Clinical care and safety issues Multiple reviews cite clinically significant lapses: failure to apply compression socks, development of cellulitis and edema, dramatic unintended weight gain attributed to poor diet, and poor adherence to diabetic meal plans. Safety concerns are serious and recurring: residents reportedly left unsupervised or able to leave the facility, front desk coverage absent with locked doors, and questionable fall protocols. One reviewer mentioned a resident being hospitalized and concerns about weekend emergency response. These clinical and safety issues are a key red flag for potential residents and families.
Facilities, hygiene, and personal property A stark contrast exists between reports of recent facility improvements (clean common areas, new floors, fresher paint) and reports of severe cleanliness problems in resident rooms and dining areas. Multiple reviewers describe urine odors, dried food on clothing, soiled bedding, and even roaches in food. Several accounts say residents were left lying in soiled waste. In addition to hygiene, theft and loss of personal belongings (coffee makers, fans, toiletries, clothing, dementia toys) are repeatedly raised. Such incidents contribute to distrust in facility oversight and employee vetting.
Dining and nutrition Dining receives some of the most consistent negative comments: poor food quality, very limited menus, repetitive or cold breakfasts, frequent lack of meat options or full meals, and failure to follow specialized diets (notably diabetic diets). A few reviewers state food availability has improved after prior shortages, but many still report meal dissatisfaction and weight or health consequences attributed to poor nutrition.
Management, administration, and communication Management and administrative problems are a recurrent theme. Complaints include poor record-keeping, lack of accountability, unresponsiveness to family calls, alleged double billing, and an uncaring or defensive administrator. Several reviewers describe significant variability tied to changes in management or staff turnover; some mention improvements under new management but also note that problems persist. These administrative issues amplify clinical and operational concerns and undermine family confidence.
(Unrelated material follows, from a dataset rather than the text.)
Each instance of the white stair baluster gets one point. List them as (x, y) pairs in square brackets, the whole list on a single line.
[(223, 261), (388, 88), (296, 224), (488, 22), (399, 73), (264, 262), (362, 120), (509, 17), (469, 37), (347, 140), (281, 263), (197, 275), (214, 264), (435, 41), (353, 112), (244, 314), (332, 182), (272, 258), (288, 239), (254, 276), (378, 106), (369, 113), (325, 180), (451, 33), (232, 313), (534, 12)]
Patterns, improvements, and recommendations Two dominant patterns emerge: (1) certain staff and departments (therapy, some nurses and CNAs, activities) deliver high-quality, compassionate care and create a positive environment; (2) systemic issues — hygiene, meal service, security, staffing levels, and management oversight — produce severe negative experiences for other residents. Some reviewers explicitly note an improved situation compared to prior periods (better food availability, cleaner common areas, new management), indicating change is possible. Yet the recurrence of very serious allegations (neglect, infection, theft, unsafe environment) suggests those improvements may be uneven or incomplete.
Conclusion Families considering Focused Care at Sherman should weigh the facility's clear strengths — especially therapy services, some highly committed staff, and active activities — against well-documented and potentially serious weaknesses in hygiene, nutrition, staffing stability, safety, and administration. Prospective residents and families should: visit multiple times including evenings and weekends, ask for inspection of resident rooms and dining, check documentation of clinical care (wound management, compression therapy, diabetic meal plans), inquire about staff-to-resident ratios and use of agency staff, review incident and theft logs, and verify management responsiveness. Where possible, speak directly to families of current residents and request references. The reviews indicate the potential for excellent care in some units or shifts, but also contain repeated, specific allegations that could materially affect a vulnerable resident's health and dignity if not addressed.